Si cette sombre analyse suggère l'ampleur des enjeux du 8 novembre, le pire se produira sans aucun doute si le lent coup d'État de Trump réussit en 2024 et qu'il est réélu président[6]. Si la réaction devient une catastrophe, Trump et le GOP auront provoqué la crise politique la plus grave aux États-Unis depuis la guerre civile.

[1]. Voir mes articles précédents, « Le risque d’un coup d’État légal aux Etats-Unis », Telos, 11 octobre 2021 ; « États-Unis : un coup d’Etat légal… au ralenti », Telos, 11 janvier 2022 ; et « Le populisme, une réponse à la crise de la politique ? », in Regards croises USA-France, Mouvements et politique en temps de crise », sous la direction de Daniel Cirera, Guy Groux, et Mark Kesselman (Paris, Editions de l’Arbre bleu, 2022). Bien que cet article se limite aux conséquences du contrôle du Congrès par les Républicains, une question connexe concerne les actions des Républicains dans la grande majorité des États où les responsables gouvernementaux du GOP sont puissants. Des fonctionnaires peu scrupuleux du GOP pourraient utiliser leur pouvoir de manière frauduleuse pour certifier une victoire républicaine, par exemple, lors du vote populaire pour les électeurs présidentiels au Collège électoral.
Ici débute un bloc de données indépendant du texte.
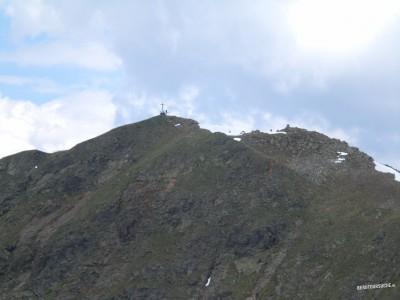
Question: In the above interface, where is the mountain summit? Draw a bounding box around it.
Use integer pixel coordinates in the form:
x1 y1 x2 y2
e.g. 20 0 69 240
0 115 399 299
[2]. Jennifer Rubin, « Forget ‘polarization.’ The problem is right-wing extremism », Washington Post, 28 septembre 2022.

[3]. Pour une analyse précoce de ce phénomène, voir Thomas E. Mann and Norman J. Ornstein, It’s Even Worse Than It Looks: How the American Constitutional System Collided with the New Politics of Extremism (New York, Basic Books, 2016). On peut citer aussi Peter Baker et Susan Glasser, The Divider: Trump in the White House, 2017-2021 (New York, Doubleday, 2022) ; David Corn, American Psychosis: A Historical Investigation of How the Republican Party Went Wrong (New York, Twelve Books, 2022) ; Robert Draper, Weapons of Mass Delusion: When the Republican Party Lost its Mind (New York, Penguin, 2022) ; Maggie Haberman, Confidence Man: The Making of Donald Trump and the Breaking of America (New York, Penguin Press, 2022) ; et Dana Milbank, The Destructionists: The Twenty-Five Year Crack-Up of the Republican Party (New York, Doubleday, 2022). Sur Telos, on peut aussi lire l’article d’Antoine de Tarlé, « Etats-Unis : les choix du Parti républicain », Telos, 17 mai 2022.

[4]. E. J. Dionne Jr., « The GOP’s ‘Commitment’ is to total political warfare », Washington Post, 25 septembre 2022. Voir aussi Jonathan Weisman, « Why a narrow hard-right G.O.P. House majority could spell chaos », New York Times, 8 septembre 2022.

[5]. Robert Kuttner, « The coming Republican Inquisition », The American Prospect, 30 août 2022.

[6]. Voir David Montgomery, « What will happen to America if Trump wins again? Experts weigh in », Washington Post, 10 octobre 2022.